A highly anticipated sexual assault trial began in Australia Tuesday in a case that has raised questions about the culture in the nation’s Parliament and the actions of ministers when the claims emerged.
Former Liberal Party staffer Bruce Lehrmann has pleaded not guilty to sexual intercourse without consent relating to the alleged assault of his ex-coworker Brittany Higgins at Parliament House in Canberra in March 2019.
The alleged assault was said to have taken place in the former defense minister’s office, a location that prompted criticism and questions over security levels within the nation’s political hub.
Witnesses are expected to include politicians, security officials and the journalists who broke the story in February 2021, when Higgins went public with the allegations.
ACT Supreme Court Justice Lucy McCallum is presiding over the trial, which is expected to last four to six weeks before a 12-member jury retires to deliver its verdict.

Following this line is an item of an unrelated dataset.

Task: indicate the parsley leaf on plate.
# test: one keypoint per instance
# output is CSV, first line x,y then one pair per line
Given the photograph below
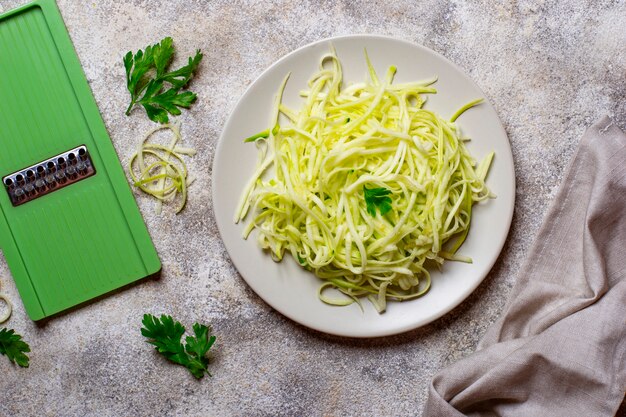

The prosecution’s case is being led by the ACT’s director of public prosecutions, who must prove beyond reasonable doubt that Lehrmann acted without consent. The charge of sexual intercourse without consent carries a potential prison term of up to 12 years.
The trial had been repeatedly delayed, partly due to media commentary around the high-profile case that attracted significant press attention when Higgins came forward.
Higgins has since become a prominent advocate for women’s rights.